Dropping the BOM! or: Who's the BOM King?

01-Jul-2012

OK, advanced warning - things are about to get a little geeky...

I've been working lately on a PHP project - I've written my fair share of PHP in the past, but for many years I've been lucky enough to develop almost exclusively in C#. So my (temporary) return to PHP has nudged me out of my comfort zone (no bad thing), and I'm encountering lots of new and interesting problems to solve. One particular problem had me stumped for a while, so I thought I'd share the solution in case it helps anyone else.

Quick description of the problem - when including external files (using include, include_once, require, etc), I was getting a bunch of extraneous characters spat out to the page:

 



 

The screenshot above is a bit difficult to see, but it's basically a repeated sequence of .

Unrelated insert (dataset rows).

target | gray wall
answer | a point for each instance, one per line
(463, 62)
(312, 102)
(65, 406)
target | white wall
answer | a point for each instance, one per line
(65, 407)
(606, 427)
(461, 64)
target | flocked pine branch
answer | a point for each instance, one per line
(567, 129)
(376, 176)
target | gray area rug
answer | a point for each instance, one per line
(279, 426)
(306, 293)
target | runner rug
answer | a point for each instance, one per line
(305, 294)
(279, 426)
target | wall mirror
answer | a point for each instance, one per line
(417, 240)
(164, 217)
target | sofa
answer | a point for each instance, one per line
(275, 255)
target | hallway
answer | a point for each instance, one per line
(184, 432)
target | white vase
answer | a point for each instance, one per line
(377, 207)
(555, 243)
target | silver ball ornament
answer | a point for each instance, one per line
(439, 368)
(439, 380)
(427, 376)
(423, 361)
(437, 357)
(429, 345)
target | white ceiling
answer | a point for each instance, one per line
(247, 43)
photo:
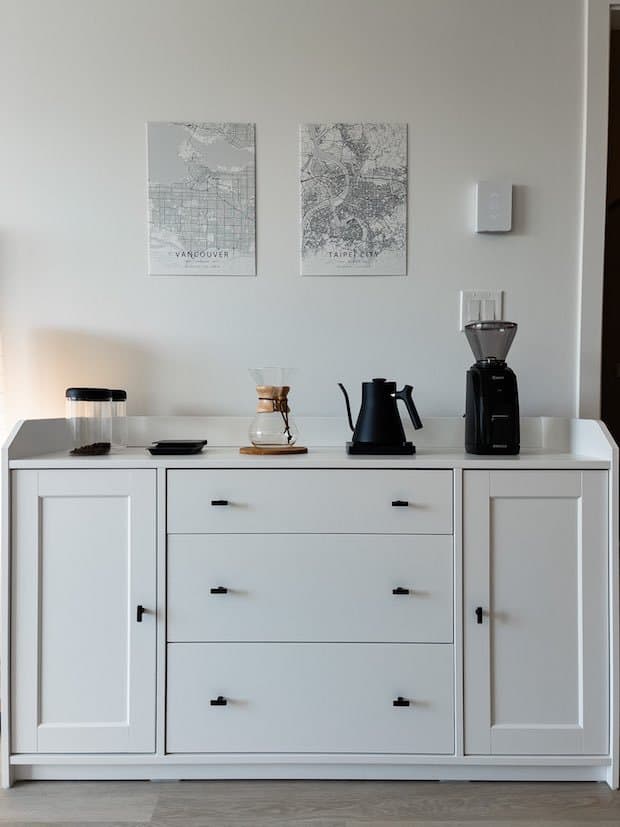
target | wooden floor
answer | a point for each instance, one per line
(308, 804)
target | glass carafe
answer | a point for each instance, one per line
(273, 424)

These little tinkers are Byte Order Marks, or BOMs, which get added to the start of Unicode text files by certain text editors (learn more about BOMs here). I've been developing my PHP code on a Windows box, using the NetBeans IDE, and running the site and MySQL database locally using XAMPP. Things are fine on my dev box, but the problem occurs once the files get FTPd to the live (Linux) server. Those pesky BOMs are creeping in somewhere! This can be avoided by modifying the NetBeans project settings, but since I edit my PHP files using a variety of editors, the BOMs sneak back in. And PHP doesn't like that (depending on how it's configured, hence my dev/live discrepancy).

You can get rid of these troublesome BOMs using a suitable text editor - Notepad++ does the trick (Encoding > Convert to UTF-8 without BOM). However, doing this one file at a time is somewhat painstaking, so I wrote a quick little tool to batch convert all files prior to deploying to the live server. Here's the useful bit (with error checking removed for readability):

static void Main(string[] args)
{
try
{
if(args.Length < 1)
throw new ArgumentException("Must pass directory to be processed as command line argument.");

DirectoryInfo directoryInfo = new DirectoryInfo(args[0]);

foreach(FileInfo file in directoryInfo.GetFiles("*.php", SearchOption.AllDirectories))
{
string content = string.Empty;

using(StreamReader reader = new StreamReader(file.FullName))
{
content = reader.ReadToEnd();
reader.Close();
}

UTF8Encoding utf8WithoutBom = new System.Text.UTF8Encoding(false);

using(StreamWriter writer = new StreamWriter(file.FullName, false, utf8WithoutBom))
{
writer.Write(content);
writer.Close();
}
}
}
catch(Exception ex)
{
HandleException(ex);
}
}

Hope that helps you become your own BOM King! And remember, as with any other code you find on the internet, USE AT YOUR OWN RISK!